Stellenbosch University Immunology Research Group
We are an academic multi-disciplinary team of scientists, doctors, technicians, nurses and assistants, led by Gerhard Walzl, pulmonologist and Tuberculosis Biomarker and Immunology researcher. The Group was established in 2002 within the Division of Molecular Biology & Human Genetics, Department of Biomedical Sciences, Faculty of Medicine & Health Sciences, at Stellenbosch University. The group has since been involved in numerous international and local research collaborations, contributing amongst others, to the fields of Immunology, Tuberculosis and HIV. Our main focus as a specialist Tuberculosis Immunology Group is biomarkers.
Dr Gerhard Walzl
Gerhard is a clinician scientist and leads the group. Clinically he was trained in the fields of internal medicine, pulmonology and intensive care medicine. His research focuses on the immunology of MTB infection and in particular host biomarkers, including diagnostic markers, markers of TB treatment response and markers of protective immunity against MTB. Gerhard’s research group is part of several international consortia and conducts recruitment of large cohorts of participants with well-characterized MTB infection and disease phenotypes to search for biomarkers of TB. In addition, he has set up a ‘site of TB disease’ research program at Tygerberg Academic Hospital that includes research bronchoscopies, thoracocentesis and pleural biopsies to investigate immune responses in the lung and pleura. His research spans the divide between clinical and basic sciences in a high TB prevalence area.
Dr André Loxton
Dr André Loxton is a senior scientist in the Stellenbosch University Immunology Group (SUNIRG). He completed his undergraduate and postgraduate studies at Stellenbosch University and his PhD focused on regulatory T-cells during HIV-TB co-infection. His current research continues around the different cell phenotypes, including regulatory T-cells and B-cells during Tuberculosis and HIV disease and the discovery of TB biomarkers.

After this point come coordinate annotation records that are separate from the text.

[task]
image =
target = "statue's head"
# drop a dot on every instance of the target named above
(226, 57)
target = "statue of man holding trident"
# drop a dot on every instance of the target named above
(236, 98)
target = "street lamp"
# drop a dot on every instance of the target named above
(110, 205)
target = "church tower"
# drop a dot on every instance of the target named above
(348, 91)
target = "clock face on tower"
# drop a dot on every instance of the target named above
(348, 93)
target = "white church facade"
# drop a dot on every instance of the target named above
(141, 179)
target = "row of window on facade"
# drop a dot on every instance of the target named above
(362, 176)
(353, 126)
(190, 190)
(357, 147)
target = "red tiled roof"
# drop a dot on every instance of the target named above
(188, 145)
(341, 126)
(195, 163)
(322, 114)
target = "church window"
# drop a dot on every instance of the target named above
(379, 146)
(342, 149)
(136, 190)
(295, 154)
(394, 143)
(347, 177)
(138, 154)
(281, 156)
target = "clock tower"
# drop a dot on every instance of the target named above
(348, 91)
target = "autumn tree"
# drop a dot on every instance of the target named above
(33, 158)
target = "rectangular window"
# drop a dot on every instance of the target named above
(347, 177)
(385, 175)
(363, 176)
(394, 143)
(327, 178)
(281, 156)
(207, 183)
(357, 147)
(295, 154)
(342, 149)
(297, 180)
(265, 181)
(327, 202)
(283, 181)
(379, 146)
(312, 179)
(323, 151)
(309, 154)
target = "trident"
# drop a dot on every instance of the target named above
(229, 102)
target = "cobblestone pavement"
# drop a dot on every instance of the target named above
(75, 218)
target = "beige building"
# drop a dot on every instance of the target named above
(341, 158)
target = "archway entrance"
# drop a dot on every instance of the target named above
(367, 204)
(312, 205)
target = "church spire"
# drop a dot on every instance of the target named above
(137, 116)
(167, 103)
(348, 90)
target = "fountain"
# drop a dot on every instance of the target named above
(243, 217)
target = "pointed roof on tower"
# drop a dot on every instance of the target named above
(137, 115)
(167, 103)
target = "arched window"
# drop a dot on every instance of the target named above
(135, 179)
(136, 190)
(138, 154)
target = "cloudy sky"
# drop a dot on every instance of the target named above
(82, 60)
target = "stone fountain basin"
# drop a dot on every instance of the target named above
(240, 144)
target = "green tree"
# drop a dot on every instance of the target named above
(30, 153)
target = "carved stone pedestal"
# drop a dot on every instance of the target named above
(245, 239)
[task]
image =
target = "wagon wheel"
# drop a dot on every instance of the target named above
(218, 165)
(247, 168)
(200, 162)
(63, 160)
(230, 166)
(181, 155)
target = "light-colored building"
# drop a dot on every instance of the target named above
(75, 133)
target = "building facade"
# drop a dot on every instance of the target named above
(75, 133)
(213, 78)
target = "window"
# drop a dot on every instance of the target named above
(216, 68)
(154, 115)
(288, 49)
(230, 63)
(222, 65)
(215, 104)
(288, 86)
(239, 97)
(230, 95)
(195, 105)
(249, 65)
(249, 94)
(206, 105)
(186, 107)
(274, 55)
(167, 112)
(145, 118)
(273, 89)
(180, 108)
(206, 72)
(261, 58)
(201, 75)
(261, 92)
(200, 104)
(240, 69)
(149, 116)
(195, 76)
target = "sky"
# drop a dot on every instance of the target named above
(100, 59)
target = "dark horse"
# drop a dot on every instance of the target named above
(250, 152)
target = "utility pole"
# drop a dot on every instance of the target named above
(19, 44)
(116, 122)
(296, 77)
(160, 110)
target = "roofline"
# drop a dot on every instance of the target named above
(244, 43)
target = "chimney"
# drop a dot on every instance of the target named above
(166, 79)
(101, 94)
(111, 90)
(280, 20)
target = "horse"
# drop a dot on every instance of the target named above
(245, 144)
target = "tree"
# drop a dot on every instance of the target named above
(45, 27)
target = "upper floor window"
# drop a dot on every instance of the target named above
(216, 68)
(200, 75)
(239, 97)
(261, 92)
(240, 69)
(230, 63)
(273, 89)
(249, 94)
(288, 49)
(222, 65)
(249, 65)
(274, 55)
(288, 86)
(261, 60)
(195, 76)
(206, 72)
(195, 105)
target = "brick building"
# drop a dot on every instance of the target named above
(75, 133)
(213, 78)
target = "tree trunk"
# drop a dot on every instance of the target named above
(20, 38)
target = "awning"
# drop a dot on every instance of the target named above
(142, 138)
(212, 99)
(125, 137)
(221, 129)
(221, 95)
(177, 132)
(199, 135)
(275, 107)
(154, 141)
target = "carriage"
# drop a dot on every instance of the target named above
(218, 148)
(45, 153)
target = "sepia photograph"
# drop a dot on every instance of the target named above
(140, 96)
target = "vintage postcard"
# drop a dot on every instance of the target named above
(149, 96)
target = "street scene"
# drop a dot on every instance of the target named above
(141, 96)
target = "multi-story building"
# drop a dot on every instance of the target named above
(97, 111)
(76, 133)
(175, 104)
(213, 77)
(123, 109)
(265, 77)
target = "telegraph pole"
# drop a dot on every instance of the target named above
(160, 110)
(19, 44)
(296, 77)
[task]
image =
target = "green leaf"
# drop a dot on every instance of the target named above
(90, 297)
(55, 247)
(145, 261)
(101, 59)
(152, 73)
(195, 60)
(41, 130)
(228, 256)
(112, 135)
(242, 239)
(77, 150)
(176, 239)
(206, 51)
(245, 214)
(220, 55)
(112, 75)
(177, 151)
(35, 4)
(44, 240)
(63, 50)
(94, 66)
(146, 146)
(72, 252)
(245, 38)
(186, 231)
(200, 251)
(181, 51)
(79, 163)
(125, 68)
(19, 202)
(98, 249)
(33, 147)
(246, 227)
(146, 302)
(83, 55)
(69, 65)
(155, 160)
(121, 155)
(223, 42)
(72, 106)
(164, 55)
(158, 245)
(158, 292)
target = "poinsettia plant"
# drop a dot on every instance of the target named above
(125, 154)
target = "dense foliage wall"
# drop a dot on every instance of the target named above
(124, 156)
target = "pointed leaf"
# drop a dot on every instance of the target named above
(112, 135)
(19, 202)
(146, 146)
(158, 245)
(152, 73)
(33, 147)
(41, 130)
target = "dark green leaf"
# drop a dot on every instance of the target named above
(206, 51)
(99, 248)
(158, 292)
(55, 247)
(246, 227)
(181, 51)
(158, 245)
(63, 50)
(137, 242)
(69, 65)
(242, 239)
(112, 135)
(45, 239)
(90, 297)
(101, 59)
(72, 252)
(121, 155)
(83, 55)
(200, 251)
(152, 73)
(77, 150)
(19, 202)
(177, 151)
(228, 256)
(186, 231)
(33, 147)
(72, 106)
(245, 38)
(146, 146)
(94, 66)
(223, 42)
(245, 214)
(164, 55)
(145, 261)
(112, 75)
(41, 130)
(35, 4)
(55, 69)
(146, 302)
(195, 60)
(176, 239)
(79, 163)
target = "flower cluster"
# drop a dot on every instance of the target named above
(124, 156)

He is actively involved in TB vaccine studies and vaccine end-point characterization. He is experienced in a wide range of research related activities, from operational issues of cohort recruitment and follow-up to advanced immunological and molecular biological laboratory techniques, which is ideally suited for research in Tuberculosis in a high endemic area.
Dr Nelita du Plessis
Dr Nelita du Plessis is currently a senior scientist at SUN-IRG, which she joined as research assistant in 2007. She has a B.Sc degree in Genetics a Hons B.Sc in Molecular Genetics and M.Sc in Human Genetics. She completed her PhD in Biomedical Sciences at Stellenbosch University in 2012, focusing on the immunological effect of helminth infestations on the innate and adaptive host responses to Mtb in a mouse model.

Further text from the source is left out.